Julia Michalska i Magdalena Fularczyk, czyli... dwie "twarde baby". Wioślarska dwójka podwójna po wielkich kłopotach zdrowotnych na początku roku, zacisnęła zęby i zdobyła wicemistrzostwo Europy i brązowy medal mistrzostw świata.
Tegoroczny sezon nie zaczął się dobrze dla Polek. Wioślarki nie mogły brać udziału w kilku pierwszych zawodach w tym roku. Obie zawodniczki miały po prostu ogromnego pecha: Michalska doznała zmęczeniowego złamania żebra i cierpiała na poważną infekcję górnych dróg oddechowych, Fularczyk zerwała więzadła w prawej nodze, a potem uczestniczyła w wypadku samochodowym. Pech trwał do połowy roku.

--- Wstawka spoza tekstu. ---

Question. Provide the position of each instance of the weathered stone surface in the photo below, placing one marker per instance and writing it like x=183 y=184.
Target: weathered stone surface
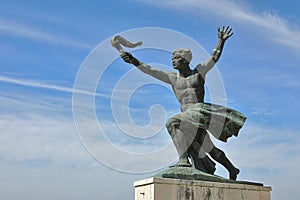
x=191 y=173
x=178 y=189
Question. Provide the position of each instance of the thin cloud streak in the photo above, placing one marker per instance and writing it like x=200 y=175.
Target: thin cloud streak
x=270 y=25
x=25 y=31
x=36 y=84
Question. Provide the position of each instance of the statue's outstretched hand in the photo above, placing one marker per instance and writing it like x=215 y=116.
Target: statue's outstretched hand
x=127 y=57
x=224 y=33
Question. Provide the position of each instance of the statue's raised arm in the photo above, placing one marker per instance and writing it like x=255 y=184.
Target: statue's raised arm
x=158 y=74
x=223 y=34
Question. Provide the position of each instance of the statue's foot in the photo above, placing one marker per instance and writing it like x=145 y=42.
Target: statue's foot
x=182 y=163
x=233 y=173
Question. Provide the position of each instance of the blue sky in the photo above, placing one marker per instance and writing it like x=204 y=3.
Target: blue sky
x=44 y=45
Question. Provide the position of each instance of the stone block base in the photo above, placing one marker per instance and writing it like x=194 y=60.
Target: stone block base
x=178 y=189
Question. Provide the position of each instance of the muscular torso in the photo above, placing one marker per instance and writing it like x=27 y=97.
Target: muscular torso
x=188 y=90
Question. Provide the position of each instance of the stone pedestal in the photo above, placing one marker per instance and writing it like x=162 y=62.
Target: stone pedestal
x=157 y=188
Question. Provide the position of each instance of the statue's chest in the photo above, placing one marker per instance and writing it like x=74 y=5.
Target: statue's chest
x=193 y=81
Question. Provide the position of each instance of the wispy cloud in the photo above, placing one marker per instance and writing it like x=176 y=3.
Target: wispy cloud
x=41 y=84
x=267 y=23
x=19 y=29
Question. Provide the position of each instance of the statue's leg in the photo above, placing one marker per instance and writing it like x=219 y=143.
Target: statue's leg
x=180 y=140
x=220 y=157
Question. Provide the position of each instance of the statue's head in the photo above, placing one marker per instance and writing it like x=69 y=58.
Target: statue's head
x=181 y=57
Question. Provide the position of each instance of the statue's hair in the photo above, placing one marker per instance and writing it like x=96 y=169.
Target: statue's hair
x=184 y=53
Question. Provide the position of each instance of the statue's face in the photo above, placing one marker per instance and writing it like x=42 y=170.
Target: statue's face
x=178 y=62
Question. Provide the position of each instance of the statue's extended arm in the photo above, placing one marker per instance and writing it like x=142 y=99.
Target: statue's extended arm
x=158 y=74
x=223 y=35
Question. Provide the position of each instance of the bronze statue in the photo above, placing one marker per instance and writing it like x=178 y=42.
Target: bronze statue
x=188 y=129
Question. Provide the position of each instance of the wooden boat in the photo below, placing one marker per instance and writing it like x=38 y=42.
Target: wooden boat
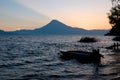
x=82 y=56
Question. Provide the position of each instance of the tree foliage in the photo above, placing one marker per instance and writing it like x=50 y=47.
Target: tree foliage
x=114 y=18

Podczas gdy wszyscy spisywali ten sezon na straty, zawodniczki Trytona Poznań pokazały hart ducha, i to w najważniejszych zawodach roku! Podczas mistrzostw Europy w Portugalii wioślarki udowodniły, że są jednymi z najlepszych i zajęły drugą lokatę. Na następnych zawodach – mistrzostwach świata w Nowej Zelandii, Fularczyk i Michalska wioślarki spisały się znakomicie i ostatecznie udział w zawodach zakończyły na trzecim miejscu.
Choć sezon nie zaczął się dla nich dobrze, to obie wioślarki udowodniły, że mówienie o nich „twarde baby” wcale nie jest na wyrost.